Übrigens verabschieden sich die Hard Hats nach diesem Briefing in eine kleine Winterpause. Warum? Ich muss unser Forschungsprojekt beenden und dafür mal kurz abtauchen - denn das braucht Denkzeit. Ich melde mich gut durchdacht Anfang 2024 wieder.

In dieser E-Mail gibt es Neuigkeiten und Lesestoff zu folgenden Themen:

  1. Neues CISA-Papier zu Security by Design: Wer zahlt die Zeche?
  2. Angriffserkennung mit dem eigenen Leitsystem
  3. Systems Engineering in der Praxis
  4. Technischer Fortschritt oder "Normalisation of Deviance?"
  5. Ein realistischeres Bild von Security by Design (OTCEP-Video)

1. Neues CISA-Papier zu Security by Design: Wer zahlt die Zeche?

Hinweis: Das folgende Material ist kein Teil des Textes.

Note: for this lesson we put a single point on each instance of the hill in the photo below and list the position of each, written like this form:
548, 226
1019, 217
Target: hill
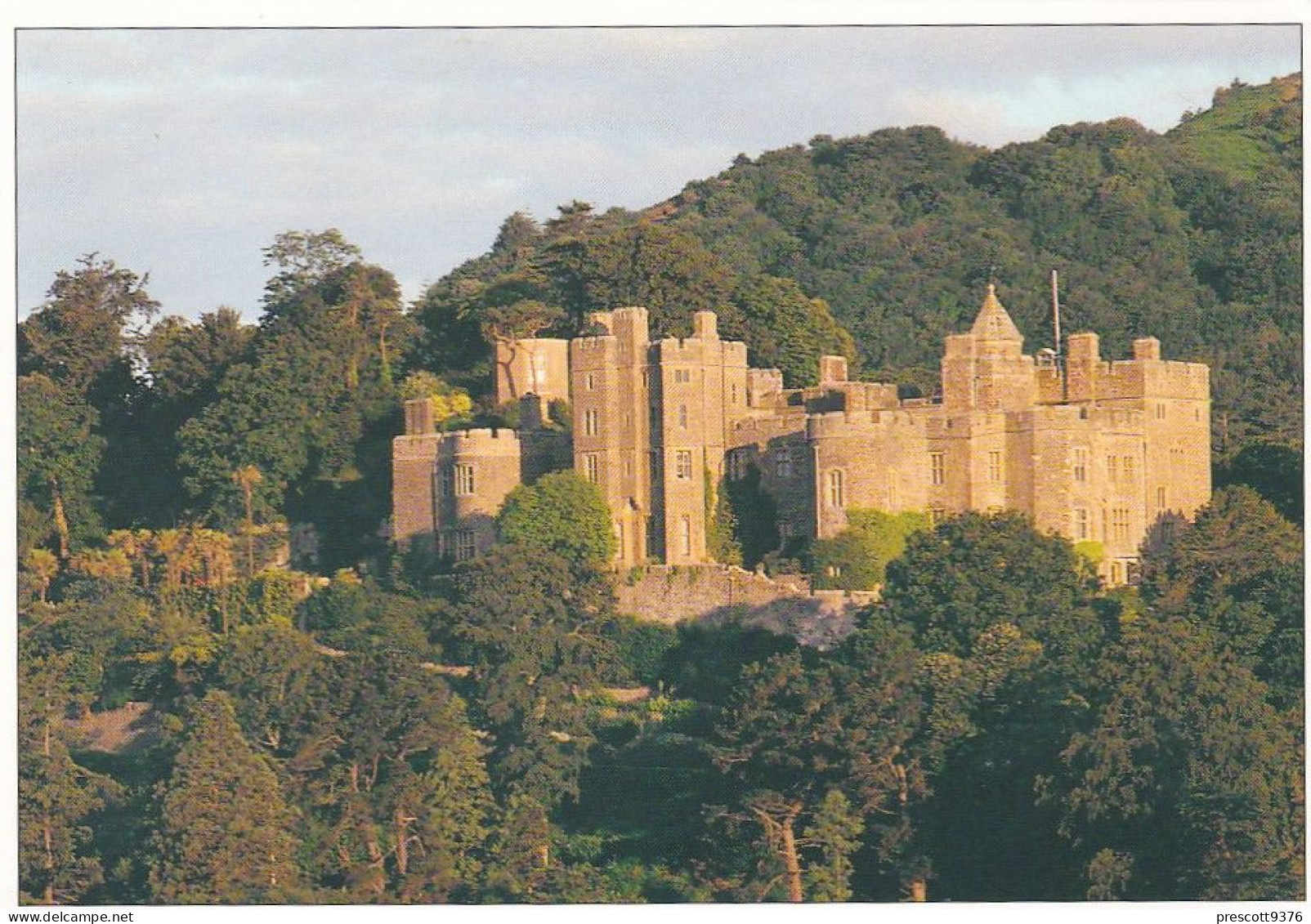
1192, 236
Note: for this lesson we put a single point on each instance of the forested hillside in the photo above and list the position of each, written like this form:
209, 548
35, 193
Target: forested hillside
232, 689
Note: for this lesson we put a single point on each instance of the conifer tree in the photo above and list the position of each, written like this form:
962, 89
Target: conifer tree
56, 796
227, 834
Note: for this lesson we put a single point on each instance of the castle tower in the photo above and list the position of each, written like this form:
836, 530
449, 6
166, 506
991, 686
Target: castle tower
987, 370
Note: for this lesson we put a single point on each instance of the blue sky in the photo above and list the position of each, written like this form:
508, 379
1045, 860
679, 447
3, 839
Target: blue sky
182, 152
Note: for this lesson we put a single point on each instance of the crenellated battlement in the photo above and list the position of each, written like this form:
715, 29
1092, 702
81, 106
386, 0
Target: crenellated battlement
1091, 447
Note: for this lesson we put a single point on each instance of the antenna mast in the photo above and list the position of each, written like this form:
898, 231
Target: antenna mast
1056, 314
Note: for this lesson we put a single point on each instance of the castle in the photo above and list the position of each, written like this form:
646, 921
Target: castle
1098, 451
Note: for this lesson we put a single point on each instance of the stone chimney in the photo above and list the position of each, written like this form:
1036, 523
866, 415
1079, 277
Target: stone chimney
418, 417
1146, 347
833, 370
533, 412
705, 325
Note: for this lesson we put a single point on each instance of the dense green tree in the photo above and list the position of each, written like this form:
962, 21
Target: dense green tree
79, 334
1185, 774
530, 626
268, 672
788, 331
396, 780
1271, 470
59, 453
227, 834
306, 408
649, 265
979, 569
1237, 569
56, 794
857, 559
803, 724
562, 514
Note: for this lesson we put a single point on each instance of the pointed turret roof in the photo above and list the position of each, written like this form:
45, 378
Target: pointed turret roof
993, 323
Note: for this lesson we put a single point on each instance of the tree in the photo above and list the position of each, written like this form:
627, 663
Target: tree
58, 458
80, 334
835, 831
396, 778
531, 628
788, 331
449, 404
1185, 774
803, 724
56, 794
562, 514
857, 559
979, 569
1237, 569
651, 265
227, 834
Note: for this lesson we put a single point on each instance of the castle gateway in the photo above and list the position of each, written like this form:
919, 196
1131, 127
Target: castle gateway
1100, 451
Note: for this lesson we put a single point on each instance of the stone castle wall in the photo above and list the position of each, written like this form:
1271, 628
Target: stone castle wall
675, 594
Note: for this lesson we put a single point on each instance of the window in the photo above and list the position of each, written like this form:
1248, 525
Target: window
1081, 464
1120, 523
466, 546
463, 480
837, 494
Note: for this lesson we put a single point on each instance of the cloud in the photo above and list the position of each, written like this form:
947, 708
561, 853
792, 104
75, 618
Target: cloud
185, 151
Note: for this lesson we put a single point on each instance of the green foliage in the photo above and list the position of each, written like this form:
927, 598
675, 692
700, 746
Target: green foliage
720, 524
835, 831
447, 401
979, 569
1185, 772
226, 832
530, 627
56, 794
386, 757
642, 648
857, 559
1237, 570
1271, 470
787, 329
562, 514
755, 524
59, 453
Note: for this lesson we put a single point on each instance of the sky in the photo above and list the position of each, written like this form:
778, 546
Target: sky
182, 152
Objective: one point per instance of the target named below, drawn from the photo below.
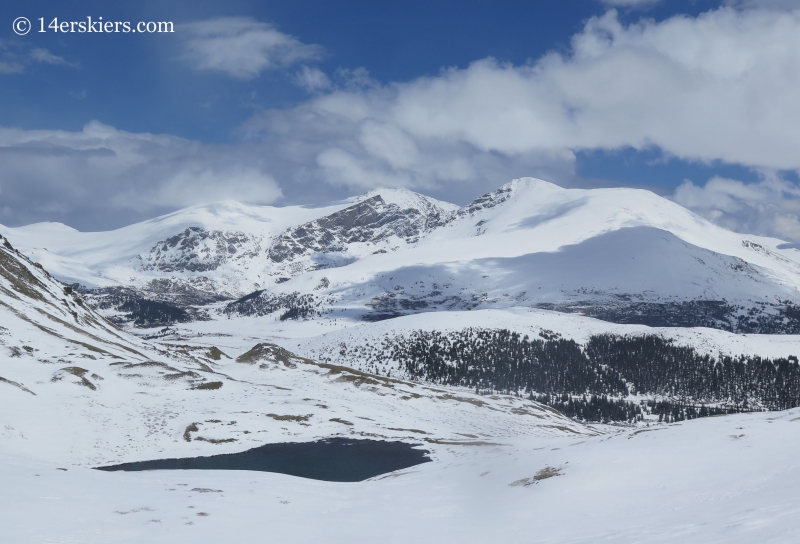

Zum Thema Security by Design gibt es mal wieder Neuigkeiten. Die US-amerikanische CISA (Cybersecurity & Infrrastructure Security Agency) hat mal wieder ein Papier dazu herausgebracht, und die halbe Welt macht mit: NSA, FBI und Security-Behörden aus 15 Ländern, inklusive dem deutschen BSI.

Es ist schon das zweite Dokument zu diesem Thema in diesem Jahr. Und auch dieses enthält wieder Secure by Design-Prinzipien und außerdem "Secure by default practices", "Secure product development practices" und "Pro-security business practices" für jedes der drei Prinzipien. Alles ausschließlich für Software.

Dokumente mit "Secure by design"-Prinzipien gibt es mehr, als man zählen kann. Aber zwei Punkte sind an dem CISA-Dokument bemerkenswert:

  • Konkrete Forderungen, was Hersteller öffentlich machen sollten: Bedrohungsmodelle ("high level threat models"), den Secure Software Development Lifecycle, dem sie sich verschreiben, eine Software Bill of Materials (SBOM), eine Policy zur Veröffentlichung von Schwachstellen, den Manager, der Security by Design verantwortet, eine Security by Design Roadmap, interne Erfolge und Stolpersteine beim Einführen des Secure Software Development Lifecycle....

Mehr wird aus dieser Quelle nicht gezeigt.